From 11 April, a few days after Sale’s garrison broke out from Jellalabad, the prisoners were obliged to follow Akbar in his movements, and it occurred to the Khan that Bygrave might be of use to him in the inevitable negotiation of terms. Accordingly Bygrave exchanged places as a potential hostage with Major Pottinger, who was allowed to rejoin the other prisoners on 25 August. On the evening of 11 September he was duly summoned with Captain Troup of H.M’s 44th to an ‘earnest consultation’ with Akbar. The British officers assured their captor that his defeat was certain, to which the Khan replied ‘ “I know that I have everything to lose; but it is too late to recede.” He declared that he was indifferent as to the result. The issue of the contest was in the hands of God, and it little mattered to him who was the victor.’

Next morning Akbar sent for Troup and told him that he and Bygrave must accompany him to Khoord-Cabul, where the Afghan chiefs had resolved to make their last stand against Pollock’s Army of Revenge. But Pollock (see Lot 21) had been forced to a halt in the Tazeane Pass, and so the Afghan chiefs moved forward, enclircling the British camp and deploying their ‘jezailchees’ on every available height. Bygrave, in the custody of Sir-Bolund Khan, accompanied the chiefs who were decisively beaten and put to rout on the 13th, and he thus became the unwilling companion of Akbar Khan in his flight to the Ghoraband valley.
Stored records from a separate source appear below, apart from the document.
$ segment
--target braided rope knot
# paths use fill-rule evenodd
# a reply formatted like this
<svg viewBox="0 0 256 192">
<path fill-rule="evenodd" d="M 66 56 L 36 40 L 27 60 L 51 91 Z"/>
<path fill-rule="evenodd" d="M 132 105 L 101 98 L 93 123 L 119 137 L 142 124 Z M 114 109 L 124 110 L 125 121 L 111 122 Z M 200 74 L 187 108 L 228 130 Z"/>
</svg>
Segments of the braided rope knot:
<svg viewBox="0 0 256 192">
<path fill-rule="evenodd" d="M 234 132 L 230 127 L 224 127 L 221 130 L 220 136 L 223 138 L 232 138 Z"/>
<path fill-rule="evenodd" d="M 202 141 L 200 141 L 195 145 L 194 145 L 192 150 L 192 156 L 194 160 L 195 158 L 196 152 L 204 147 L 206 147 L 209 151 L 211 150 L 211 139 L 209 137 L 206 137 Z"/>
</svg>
On 15 September, Pollock established a camp on the Cabul race course and within a week all of the European prisoners, save Bygrave, had been released. The Afghan chiefs were now desperate to sue for peace and Akbar ‘perceiving that the further detention of his sole prisoner served no good purpose restored him to his liberty’. Akbar ‘would no longer make war upon a single man, and upon one, too, whom he personally respected and esteemed with the respect and esteem due to a man of such fine qualities as Bygrave. So he sent the last remaining prisoner safely into Pollock’s camp; and with him sent a letter of conciliation and an agent commissioned to treat for him’. Bygrave finally reached safety on the morning of the 27th, and having endured, what Elphinstone termed ‘trials and difficulties almost unprecedented’, he was ordered to proceed to Calcutta to settle the accounts of troops employed in Afghanistan.
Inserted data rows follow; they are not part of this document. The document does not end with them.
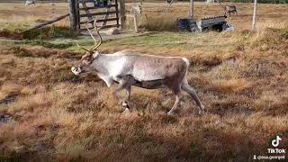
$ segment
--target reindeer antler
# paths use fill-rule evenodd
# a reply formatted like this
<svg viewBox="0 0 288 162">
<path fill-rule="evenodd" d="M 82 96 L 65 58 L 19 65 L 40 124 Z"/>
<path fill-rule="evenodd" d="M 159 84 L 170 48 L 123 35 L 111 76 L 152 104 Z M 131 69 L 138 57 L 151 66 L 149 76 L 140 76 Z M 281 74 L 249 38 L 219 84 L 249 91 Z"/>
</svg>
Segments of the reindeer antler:
<svg viewBox="0 0 288 162">
<path fill-rule="evenodd" d="M 98 44 L 97 44 L 96 39 L 93 36 L 93 34 L 92 34 L 91 31 L 89 30 L 88 25 L 87 25 L 87 24 L 88 24 L 90 22 L 92 22 L 92 21 L 94 21 L 94 29 L 96 31 L 97 35 L 98 35 L 99 38 L 100 38 L 100 42 L 99 42 Z M 92 53 L 94 50 L 95 50 L 102 44 L 102 37 L 101 37 L 100 32 L 99 32 L 99 30 L 100 30 L 101 28 L 97 29 L 96 20 L 91 20 L 91 21 L 87 22 L 86 23 L 86 29 L 87 29 L 90 36 L 91 36 L 92 39 L 94 40 L 94 45 L 92 46 L 92 48 L 90 48 L 89 50 L 87 50 L 87 49 L 86 49 L 86 48 L 84 48 L 84 47 L 79 46 L 78 43 L 76 43 L 76 45 L 77 45 L 78 48 L 80 48 L 80 49 L 82 49 L 82 50 L 86 50 L 86 51 L 87 51 L 87 52 L 89 52 L 89 53 Z"/>
<path fill-rule="evenodd" d="M 102 27 L 100 27 L 99 29 L 97 29 L 96 20 L 94 20 L 94 29 L 96 31 L 97 35 L 98 35 L 99 38 L 100 38 L 100 42 L 99 42 L 97 45 L 96 45 L 96 40 L 95 40 L 95 38 L 93 36 L 91 31 L 87 28 L 87 30 L 88 30 L 88 32 L 89 32 L 89 34 L 91 35 L 91 37 L 93 38 L 93 40 L 94 40 L 94 42 L 95 42 L 95 44 L 94 45 L 94 47 L 92 47 L 92 48 L 90 49 L 91 51 L 95 50 L 96 50 L 98 47 L 100 47 L 101 44 L 102 44 L 102 37 L 101 37 L 100 32 L 99 32 L 99 30 L 101 30 L 101 28 L 102 28 Z"/>
</svg>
In 1843, after a good deal of correspondence, Bygrave was granted a special pension equal to that awarded for the loss of a limb, receiving £80 per annum back dated to the fateful 6th of January 1842. He continued as Paymaster until 1853 when he transferred from the list of the 5th N.I. to the newly raised 3rd Bengal European Regiment. Promoted Major in July 1848, and Brevet Colonel in November 1854, he attained the rank of Major-General on his retirement in December 1861, and returned to England, where he died aged 71 years on 9 October 1873, at 4 Mansfield Place, London.

Refs: Hodson Index (NAM); Officers of the Bengal Army 1758-1834; Modern English Biography (Boase); IOL L/MIL/10/24; IOL L/MIL/10/57; A Journal of the Disasters in Afghanistan 1841-2 (Florentia Sale); Retreat from Cabul (Eyre); History of the War in Afghanistan (Kaye).